With regards to study methods, we observed that a number of the background characteristics, including the outcomes of interest, were significantly different between the intervention group and comparison group respondents. As such, straightforward comparisons of changes in the outcomes of interest between the two study groups, such as difference-in-difference analysis, did not appear appropriate to estimate program effects. PSM has gained popularity to estimate intervention effects when participants differ between intervention and comparison groups [40]. We thus applied PSM models for estimating intervention effects. The intervention area individuals who did not have individuals with a similar covariate pattern in the comparison area were excluded from the analysis. By contrast, the difference-in-difference analysis does not exclude such individuals. The best possible analysis would have been combining difference-in-difference analysis with PSM models. However, our data did not permit it.

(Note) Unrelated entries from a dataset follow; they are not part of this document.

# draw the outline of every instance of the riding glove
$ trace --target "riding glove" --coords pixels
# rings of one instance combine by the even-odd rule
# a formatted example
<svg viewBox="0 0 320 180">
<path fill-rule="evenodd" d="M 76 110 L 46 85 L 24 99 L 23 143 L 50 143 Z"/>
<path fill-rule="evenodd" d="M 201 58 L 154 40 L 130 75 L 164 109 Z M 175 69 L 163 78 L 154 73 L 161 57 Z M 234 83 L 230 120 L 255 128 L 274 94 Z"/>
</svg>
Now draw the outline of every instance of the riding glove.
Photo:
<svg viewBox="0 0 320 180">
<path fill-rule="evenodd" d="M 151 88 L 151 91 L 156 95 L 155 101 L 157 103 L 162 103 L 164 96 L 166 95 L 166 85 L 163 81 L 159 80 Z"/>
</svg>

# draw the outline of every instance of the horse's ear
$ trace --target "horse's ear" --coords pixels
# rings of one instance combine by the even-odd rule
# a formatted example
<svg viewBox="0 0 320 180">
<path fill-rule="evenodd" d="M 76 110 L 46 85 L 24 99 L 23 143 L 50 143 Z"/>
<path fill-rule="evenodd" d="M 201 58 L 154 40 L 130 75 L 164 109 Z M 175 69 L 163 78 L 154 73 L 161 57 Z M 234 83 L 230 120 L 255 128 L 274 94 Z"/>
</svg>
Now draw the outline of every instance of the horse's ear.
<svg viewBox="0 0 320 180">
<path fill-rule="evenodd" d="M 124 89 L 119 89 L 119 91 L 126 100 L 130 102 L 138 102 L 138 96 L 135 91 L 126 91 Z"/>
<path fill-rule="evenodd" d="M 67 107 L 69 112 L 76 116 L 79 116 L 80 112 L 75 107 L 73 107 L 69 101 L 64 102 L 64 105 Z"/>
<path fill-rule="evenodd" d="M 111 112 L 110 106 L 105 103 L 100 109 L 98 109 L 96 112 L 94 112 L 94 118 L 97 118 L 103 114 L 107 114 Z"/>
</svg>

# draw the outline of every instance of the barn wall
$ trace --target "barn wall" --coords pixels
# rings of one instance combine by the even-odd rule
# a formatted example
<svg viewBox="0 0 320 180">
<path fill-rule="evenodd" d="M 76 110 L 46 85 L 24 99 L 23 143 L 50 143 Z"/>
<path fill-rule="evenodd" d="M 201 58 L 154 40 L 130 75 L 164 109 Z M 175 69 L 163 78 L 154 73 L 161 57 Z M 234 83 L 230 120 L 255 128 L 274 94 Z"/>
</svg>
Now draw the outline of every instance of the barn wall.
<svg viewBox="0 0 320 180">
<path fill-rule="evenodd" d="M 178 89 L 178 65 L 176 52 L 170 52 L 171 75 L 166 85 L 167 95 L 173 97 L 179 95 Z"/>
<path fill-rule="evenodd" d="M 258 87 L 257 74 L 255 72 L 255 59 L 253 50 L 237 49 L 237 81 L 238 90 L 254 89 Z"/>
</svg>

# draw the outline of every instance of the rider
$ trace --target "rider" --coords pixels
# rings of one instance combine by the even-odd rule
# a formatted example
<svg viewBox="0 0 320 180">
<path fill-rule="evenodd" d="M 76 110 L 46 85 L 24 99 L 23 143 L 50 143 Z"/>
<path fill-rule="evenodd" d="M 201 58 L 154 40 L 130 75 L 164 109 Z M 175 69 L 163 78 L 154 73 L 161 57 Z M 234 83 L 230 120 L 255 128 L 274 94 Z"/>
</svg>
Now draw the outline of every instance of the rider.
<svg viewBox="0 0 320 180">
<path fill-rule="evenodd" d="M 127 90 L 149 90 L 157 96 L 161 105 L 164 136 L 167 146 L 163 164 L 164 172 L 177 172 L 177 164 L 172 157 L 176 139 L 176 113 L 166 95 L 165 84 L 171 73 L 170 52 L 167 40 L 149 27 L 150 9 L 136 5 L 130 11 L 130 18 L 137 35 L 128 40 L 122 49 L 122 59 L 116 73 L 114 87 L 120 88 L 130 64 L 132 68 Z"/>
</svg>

The major limitation of this study is that the ATEs estimated from PSM models do not account for unmeasured confounders and selection bias. For example, if the Government of Ethiopia’s ambulance program was significantly better in the intervention areas compared with the comparison areas, then the effects of the intervention on institutional delivery would be an over-estimate. The sampling strategy used for the study can be criticized for introducing bias because the interviewers may avoid hard-to-reach areas and non-responders may not be revisited [35]. Nonetheless, since the sampling bias was similar in the two study arms, and since the intervention effects were the differences in the outcomes of interest between intervention and comparison groups, the sampling bias was likely cancelled out from the intervention effect estimates.

Conclusions

This study indicates initiatives targeted at improving maternal and neonatal health services appear to work better where community engagement is part of the quality improvement approach. The PCQI strategy is associated with increased service utilization of maternal care services, although their effect on postnatal and neonatal care is less clear. Any quality improvement approaches on maternal and newborn care practices should consider engaging communities to complement their strategies. Further studies could be conducted to assess the determinant factors for successful community engagement in improving quality of care including client confidence, trust and perception towards the health system. Moreover, cost-effectiveness of the PCQI strategy and the effects on postnatal and neonatal care, in addition to a wider set of outcomes, should be explored further.